Merge pull request #102 from icecube/add_pvalue_from_gamma_fit

HansN87 · web-flow · commit 7a5686278b69 · 2022-05-09T12:44:42.000-07:00
add function to compute pval from gamma-fit to trials ...
diff --git a/skyllh/core/analysis_utils.py b/skyllh/core/analysis_utils.py
@@ -78,7 +78,7 @@ def pointlikesource_to_data_field_array(
 
 
 def calculate_pval_from_trials(
-        ts_vals, ts_threshold):
+        ts_vals, ts_threshold, comp_operator='greater'):
     """Calculates the percentage (p-value) of test-statistic trials that are
     above the given test-statistic critical value.
     In addition it calculates the standard deviation of the p-value assuming
@@ -90,12 +90,129 @@ def calculate_pval_from_trials(
         The ndarray holding the test-statistic values of the trials.
     ts_threshold : float
         The critical test-statistic value.

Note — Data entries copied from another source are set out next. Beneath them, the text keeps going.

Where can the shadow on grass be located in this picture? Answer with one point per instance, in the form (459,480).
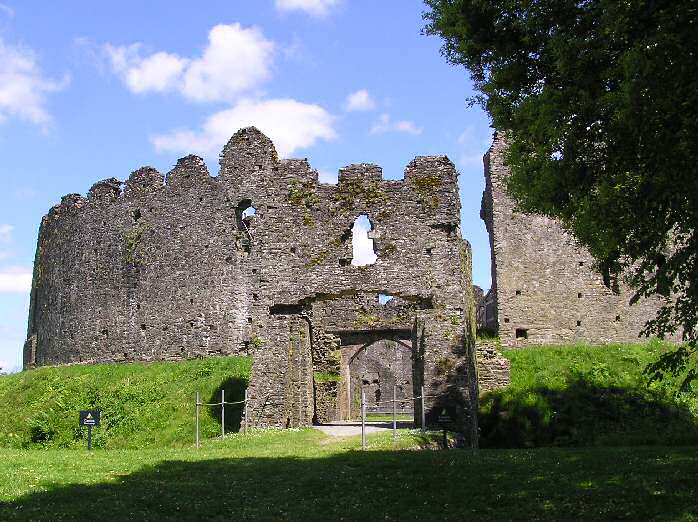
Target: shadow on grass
(583,414)
(234,392)
(552,484)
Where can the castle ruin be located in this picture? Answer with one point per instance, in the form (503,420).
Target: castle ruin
(545,289)
(258,261)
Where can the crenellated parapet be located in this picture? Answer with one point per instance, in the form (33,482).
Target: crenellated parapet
(143,181)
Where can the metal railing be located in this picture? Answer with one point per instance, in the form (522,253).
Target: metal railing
(222,405)
(394,401)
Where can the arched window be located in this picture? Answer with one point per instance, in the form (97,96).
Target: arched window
(363,249)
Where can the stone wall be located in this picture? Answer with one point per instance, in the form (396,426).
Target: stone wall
(170,267)
(544,286)
(493,369)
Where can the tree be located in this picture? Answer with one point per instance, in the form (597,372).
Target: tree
(599,103)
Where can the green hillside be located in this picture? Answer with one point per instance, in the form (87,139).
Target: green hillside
(142,404)
(588,396)
(559,396)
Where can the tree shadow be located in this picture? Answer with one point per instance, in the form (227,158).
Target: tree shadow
(583,414)
(429,485)
(234,392)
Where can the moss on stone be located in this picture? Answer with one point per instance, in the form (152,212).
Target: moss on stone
(444,366)
(349,191)
(133,240)
(323,377)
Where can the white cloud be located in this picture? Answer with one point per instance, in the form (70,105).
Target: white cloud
(6,233)
(360,101)
(23,87)
(7,10)
(157,72)
(15,279)
(290,124)
(362,246)
(5,239)
(311,7)
(386,124)
(236,60)
(472,144)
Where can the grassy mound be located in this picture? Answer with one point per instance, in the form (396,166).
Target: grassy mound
(587,396)
(304,475)
(142,404)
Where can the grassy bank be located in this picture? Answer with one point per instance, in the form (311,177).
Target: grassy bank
(143,404)
(587,396)
(302,475)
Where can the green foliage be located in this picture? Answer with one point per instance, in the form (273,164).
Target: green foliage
(142,404)
(584,395)
(303,196)
(326,377)
(600,109)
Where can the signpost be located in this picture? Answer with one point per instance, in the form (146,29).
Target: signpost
(445,421)
(89,418)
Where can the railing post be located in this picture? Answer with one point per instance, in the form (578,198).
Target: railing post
(197,420)
(423,411)
(363,419)
(222,413)
(394,413)
(244,426)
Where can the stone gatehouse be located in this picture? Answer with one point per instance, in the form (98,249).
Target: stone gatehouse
(258,260)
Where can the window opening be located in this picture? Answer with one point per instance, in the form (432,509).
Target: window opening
(363,248)
(246,215)
(384,299)
(521,333)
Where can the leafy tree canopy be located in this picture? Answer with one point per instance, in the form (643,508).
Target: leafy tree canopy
(599,103)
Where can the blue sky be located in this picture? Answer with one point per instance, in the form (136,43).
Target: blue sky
(89,91)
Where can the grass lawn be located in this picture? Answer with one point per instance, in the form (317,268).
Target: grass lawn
(143,404)
(303,475)
(588,396)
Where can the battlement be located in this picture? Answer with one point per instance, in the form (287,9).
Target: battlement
(249,161)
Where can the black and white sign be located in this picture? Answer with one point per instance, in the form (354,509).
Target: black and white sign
(89,417)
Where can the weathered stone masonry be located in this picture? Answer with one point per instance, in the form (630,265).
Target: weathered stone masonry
(171,267)
(544,286)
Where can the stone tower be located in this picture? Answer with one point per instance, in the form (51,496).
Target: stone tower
(258,261)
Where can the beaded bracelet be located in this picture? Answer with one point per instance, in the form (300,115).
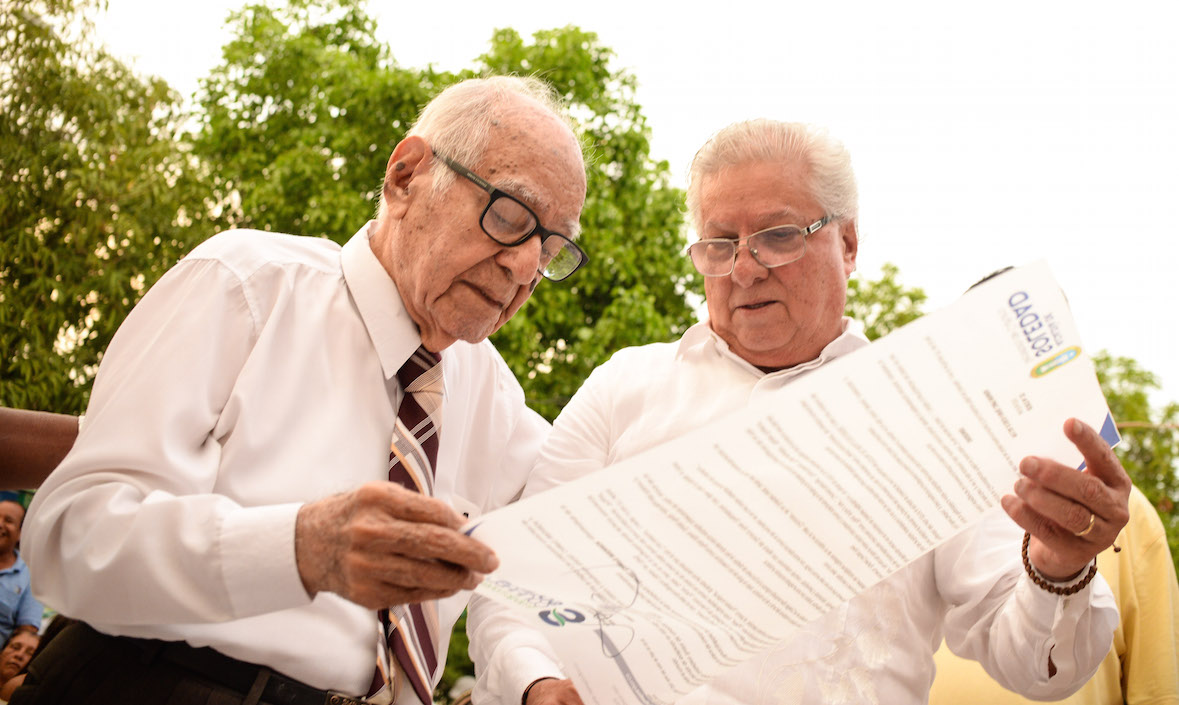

+    comp_operator: string, optional
+        The comparison operator for p-value calculation. It can be set to one of
+        the following options: 'greater' or 'greater_equal'.
+
+    Returns
+    -------
+    p, p_sigma: tuple(float, float)
     """
-    p = ts_vals[ts_vals > ts_threshold].size / ts_vals.size
+    if comp_operator == 'greater':
+        p = ts_vals[ts_vals > ts_threshold].size / ts_vals.size
+    elif comp_operator == 'greater_equal':
+        p = ts_vals[ts_vals >= ts_threshold].size / ts_vals.size
+    else:
+        raise ValueError(
+            f"The comp_operator={comp_operator} is not an"
+            "available option ('greater' or 'greater_equal')."
+        )
+
     p_sigma = np.sqrt(p * (1 - p) / ts_vals.size)
 
     return (p, p_sigma)
 
+
+def calculate_pval_from_gammafit_to_trials(ts_vals, ts_threshold,
+        eta=3.0, n_max=500000):
+    """Calculates the probability (p-value) of test-statistic exceeding
+    the given test-statistic threshold. This calculation relies on fitting
+    a gamma distribution to a list of ts values.
+
+    Parameters
+    ----------
+    ts_vals : (n_trials,)-shaped 1D ndarray of float
+        The ndarray holding the test-statistic values of the trials.
+    ts_threshold : float
+        The critical test-statistic value.
+    eta : float, optional
+        Test-statistic value at which the gamma function is truncated
+        from below. Default = 3.0.
+    n_max : int, optional
+        The maximum number of trials that should be used during
+        fitting. Default = 500,000
+
+    Returns
+    -------
+    p, p_sigma: tuple(float, float)
+    """
+    if(ts_threshold < eta):
+        raise ValueError(
+            'ts threshold value = %e, eta = %e. The calculation of the p-value'
+            'from the fit is correct only for ts threshold larger than '
+            'the truncation threshold eta.',
+            ts_threshold, eta)
+
+    if len(ts_vals) > n_max:
+        ts_vals = ts_vals[:n_max]
+
+    Ntot = len(ts_vals)
+    ts_eta = ts_vals[ts_vals > eta]
+    N_prime = len(ts_eta)
+    alpha = N_prime/Ntot
+
+    obj = lambda x: truncated_gamma_logpdf(x[0], x[1], eta=eta,
+                                           ts_above_eta=ts_eta,
+                                           N_above_eta=N_prime)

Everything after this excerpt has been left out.